The Household troops, the Honai, were ten thousand strong in themselves, and in eight ranks they had a frontage of some thirteen hundred paces. Unlike the other Kefren contingents, they did not rely on the horse or the bow, but on the spear. Like the Macht, they were close-quarter killers, trained to prevail in the most demanding mode of warfare known.
They were magnificent. Ashurnan had never seen them gathered all together before, and now it seemed that there could not be a force in the world to contend with them. All through the passage of the mountains, they had hid their wargear under leather campaign casings, but these were discarded now, and the effect made Ashurnan rein in his horse and stare, Great King though he was. Their arms and armour were gilded and inlaid with every precious metal and gem known to exist; the sun caught these now and made their line a scintillating blur of varicoloured light. They did not seem things made of flesh at all.
And more troops were coming up minute by minute, thousands of them. Kefren from Asuria, hufsan from the mountains, Qaf from the north, Juthan Legions marching in dour ranks, and files of brightly clad cavalry from the Oskus valley. A world in arms, it seemed; an army which could no more be fought than could the passage of the moons.
Ashurnan wheeled his horse and stared back down the long slope towards the river valley of the Bekai. Far in the distance, the tall hill of Kaik could be made out, a shadowed hummock on the edge of the plain, and beyond it the westering sun had begun to lengthen the shadows. Closer to hand there was the enemy, a line of armoured troops with the sun behind them, who had come here to kill him and take his throne.
Arkamenes is there, he thought. My brother sits his horse somewhere in that line, and watches, and wonders where I am.

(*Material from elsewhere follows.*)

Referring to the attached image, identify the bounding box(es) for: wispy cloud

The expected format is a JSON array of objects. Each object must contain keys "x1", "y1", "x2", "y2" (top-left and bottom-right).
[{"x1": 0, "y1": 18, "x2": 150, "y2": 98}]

In the harem there had been many wives, and many children, all sired by great Anurman. The boys had been taken away soon after birth, so that the court might not poison their upbringing. They had been reared as sons of simple fathers, and hence had been taught those things the Kefren still held essential to hold true the course of life: to wield the bow, to ride a horse, to speak the truth. Such things were their heritage, and no matter how depraved and indolent the ruler of the Empire might become, he had the knowledge of those values buried in his soul, to reproach him when he fell short. Such simple things.
To tell the truth.
At age thirteen, Ashurnan had been brought back to Ashur, and told of his true parentage by matter-of-fact tutors his mighty father had hired to complete his education. Illiterate as the hufsan couple who had fostered him, he had been thrown into a world of palace protocol, vicious conspiracy, simmering feuds, and poison—the weapon of choice for wives, concubines, eunuchs, and courtiers. No bows or horses here, and precious little of the truth, either. That was the palace.
The Great King stood above it all, or at least Anurman had, and at his shoulders he had two creatures he trusted. The Macht, Vorus, and the Juthan, Proxis. These two were faithful as dogs, and were treated like dogs by the Kefren nobility, outraged beyond fury by the Great King’s reliance on them. All this, Ashurnan had known, had seen at first hand and heard at second whilst growing into his manhood within the confines of the ziggurat. His father had been a distant, stern figurehead, hardly connected to him at all, but Vorus had looked in on him from time to time, to make reports he supposed. He had hated Vorus, knowing that Anurman, his own father, loved this alien Macht as though he were his son. He would see the two of them together at state occasions, Vorus elevated to commander of Ashur’s very garrison, made greater than the highest-caste Kefre of the Great King’s own blood. He had hated Vorus for his patience, for his honesty, for his loyalty. The very qualities any King needs in a friend.
Arkamenes, my brother. Ashurnan reined in and sat his horse a hundred paces forward of his Household’s line, the foremost man in the army. His companions he waved back as they approached, to remonstrate with him about security, no doubt. He sat there and watched the ranks of the enemy thicken, a hedge of spears and shields, a mass of pushing and jostling and stumbling people all intent on finding some patch of earth upon which they could stand and muster their courage. These were Kefren opposite. He saw the banners of Tanis, of Artaka there, and with a tightening of his mouth he beheld the sigils of Istar, and his cousin Honuran.
What price bought you? he wondered, for he had loved Honuran, had counted him a true friend. They had stayed together as best they could through the palace upheavals, Ashurnan the serious, Arkamenes the proud, Honuran the trickster. A little triumvirate of resistance, dedicated to foxing their tutors and making some space outside the palace for themselves. They had all lost their virginity on the same whore, had planned it that way so as to avoid the slick and murderous concubines of the palace. They had drunk in wine-shops of the lower-city together, their bodyguards fretting and nervous at every door. They had hunted together, boated down the Oskus, broken horses as a team, been beaten by their tutors with all their rumps bare in the air at the same time. Boyhood, and friendship. One thought it was supposed to mean something. Perhaps it did. Perhaps I was too serious—the Heir of the Great King. Did I wrong you, Arkamenes? It was not through spite, only ham-fistedness.